That drew agreement from Bob Bennett, chair of the Public Works and Streets commission, which twice approved the project. He said there was not adequate time between the city getting the grant and plans being drawn “for people to realize the scope of the project.”
Bennett said the city has to find a better way for people to understand what projects are in the city budget and see what’s being proposed.
“We stumble sometimes,” Danos said. “But I’m not fan of this; it’s over-engineered. Is there a way to do it outside of a traffic engineer and make it more of a community-center project?”
But it was not clear Wednesday how the city will corral all the objections, comments and ideas on the project — especially after the council asked that Parks and Commons, Public Works and Streets and now the Planning Commission get involved again – and come up with a consensus that might pass muster with ODOT.

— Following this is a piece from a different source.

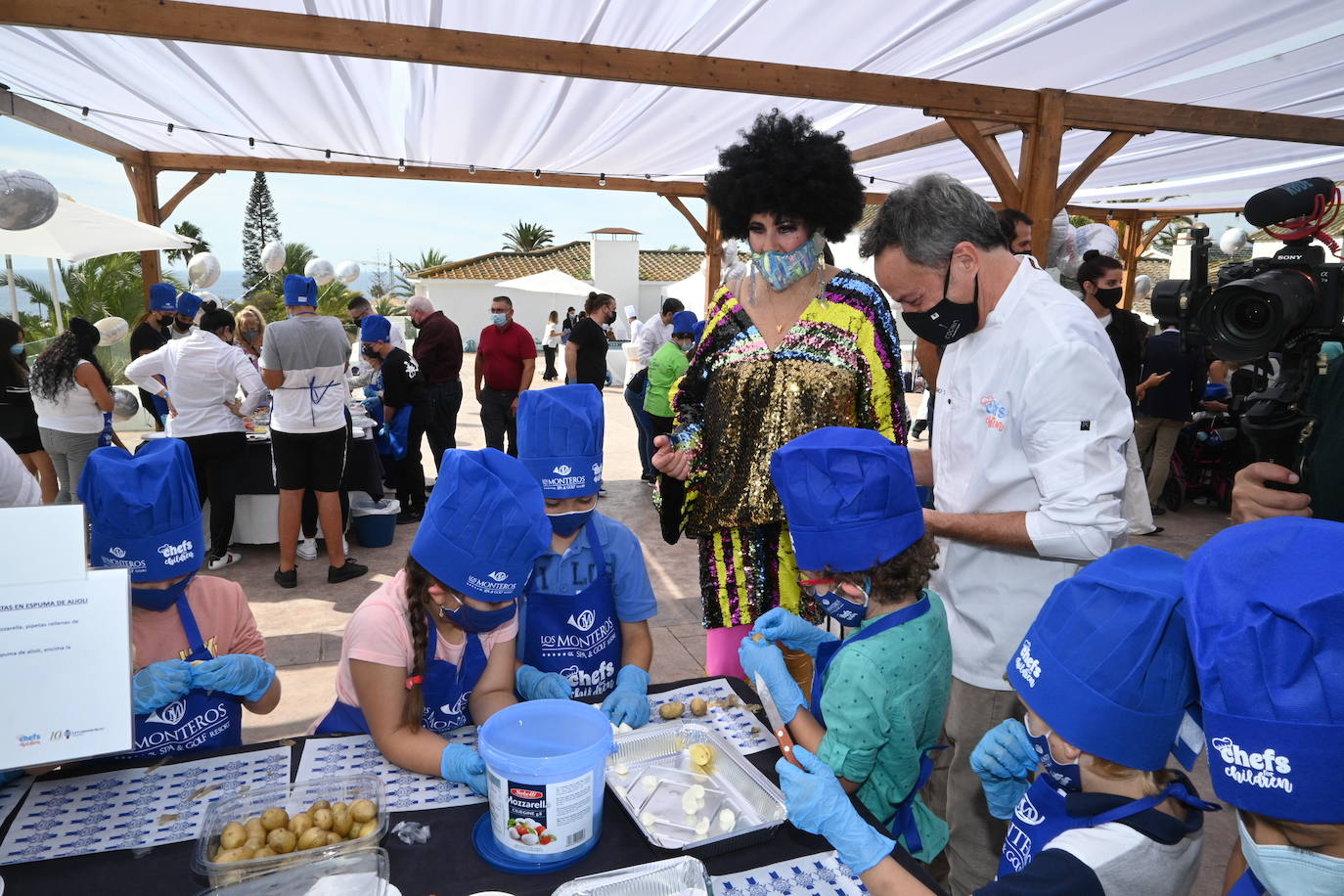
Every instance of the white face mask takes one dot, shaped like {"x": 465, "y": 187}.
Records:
{"x": 1286, "y": 871}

No council member, including the two who opposed the project, and no city staff have offered compromises or alternatives – other than to agree to schedule another online meeting with 30-40 people participating.
Beaucaire said the city engineer had sent “quick, down and dirty” sketches of two street designs to her Tuesday night and Wednesday morning, which she tried to put in council packets that stretched to hundreds of pages. She said the city would put all the Driftwood Lane documents in one place on the city website so people can look at all the material.
“We need to try to make sure that people who sent in comments get involved,” Tooke said. “… but we cannot continue to delay.”